BY WILLIAM MAKEPEACE THACKERAY[Story]

The belief in compacts with the devil is of great antiquity. Satan, contending with God for the possession of the human race, was supposed to have developed a passion for catching souls. At the death of every man a real fight takes place over his soul between an angel, who wishes to lead it to heaven, and a devil, who attempts to drag it to hell (Jude 9). In order to assure the soul for himself in advance, Satan attempts to purchase it from the owner while he is still living—vivente corpore, as he tells the restaurateur in Poe’s story. As prince of this world he can easily grant even the most extravagant wishes of man in exchange for his soul. Office, wealth and pleasure are mainly the objects for which a man enters into a pact with the Evil One. Count de Luizzi in Frédéric Soulié’s Les Mémoires du Diable sells his soul to the devil for an uncommon consideration. It is not wealth or pleasure that tempts him. What he wants in exchange for his soul is to know the past lives of his fellowmen and women, “a thing,” as Mr. Saintsbury well remarks, “which a person of sense and taste would do anything, short of selling himself to the devil, not to know.” The devil fulfils every wish of his contractor for a stipulated period of time, at the expiration of which the soul becomes his. Pope Innocent VIII, in his fatal bull “Summis desiderantes” of the year 1484, officially recognized the possibility of a compact with the devil. Increase Mather, the New England preacher, also affirms that many men have made “cursed covenants with the prince of darkness.

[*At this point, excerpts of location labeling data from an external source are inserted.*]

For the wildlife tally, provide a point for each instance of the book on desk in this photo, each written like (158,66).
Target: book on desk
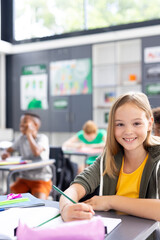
(32,217)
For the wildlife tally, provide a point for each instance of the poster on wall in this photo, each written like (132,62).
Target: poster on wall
(152,54)
(33,87)
(71,77)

St. Theophilus, of Cilicia, in the sixth century, was the first to make the notable discovery that a man could enter into a pact of this nature. The price he set for his soul was a bishopric. This story has been superseded during the Renaissance period by a similar legend concerning the German Dr. Faustus. Other famous personages reputed to have sold their souls to the devil for one consideration or another are Don Juan in Spain, Twardowski in Poland, Merlin in England, and Robert le Diable in France. Socrates, Apuleius, Scaliger and Cagliostro are also said to have entered into compacts with him.

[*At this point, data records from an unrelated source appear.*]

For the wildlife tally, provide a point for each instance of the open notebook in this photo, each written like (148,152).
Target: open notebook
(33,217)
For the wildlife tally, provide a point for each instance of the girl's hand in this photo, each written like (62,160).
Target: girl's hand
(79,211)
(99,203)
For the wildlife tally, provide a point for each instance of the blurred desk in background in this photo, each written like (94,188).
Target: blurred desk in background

In devil-contracts the Evil One insists that his human negotiator sign the deed with his own blood, while the man never requires the devil to sign it even in ink. The human party to the transaction has always had full confidence in the word of the fiend. There is a universal belief that the devil invariably fulfils his engagement. In no single instance of folk-lore has Satan tried to evade the fulfilment of his share in the agreement. But the man, in violation of the written pact, has often cheated the devil out of his legal due by technical quibbles. “It is peculiar to the German tradition,” says Gustav Freytag, “that the devil endeavours to fulfil zealously and honestly his part of the contract; the deceiver is man.” In regard to fidelity to his word, the father of lies has always set an example to his victims. “You men,” said Satan, “are cheats; you make all sorts of promises so long as you need me, and leave me in the lurch as soon as you have got what you wanted.” Mediaeval man had no scruples about his breach of contract with the devil. He always considered the legal document signed with his own blood as “a scrap of paper.” “But still the pact is with the enemy; the man is not bound beyond the letter, and may escape by any trick. It is still the ethics of war. We are very close to the principle that a man by stratagem or narrow observance of the letter may escape the eternal retribution which God decrees conditionally and the devil delights in” (H. D. Taylor, Mediaeval Mind). We now can understand why in Eugene Field’s story “Daniel and the Devil” it seems to Satan so strange that he should be asked for a written guarantee that he too would fulfil his part of the contract. Apparently this was the first time that the devil had any transactions with an American business man, who has not even faith in Old Nick.

Reference is made in this story by the devil himself to the popular saying that the devil is not so black as he is painted. Even the devout George Herbert wrote—

“We paint the devil black, yet he
Hath some good in him all agree.”

This story recalls to us the proverb: “Talk of the devil, and he will either come or send.”

Washington Irving, as we have seen, thinks that he is not always very obliging.

Satan, the father of lies, is said to be the patron of lawyers. The men of the London bar formed a “Temple” corps, which was dubbed “The Devil’s Own.” The tavern of the lawyers on Fleet Street in London was called “The Devil.”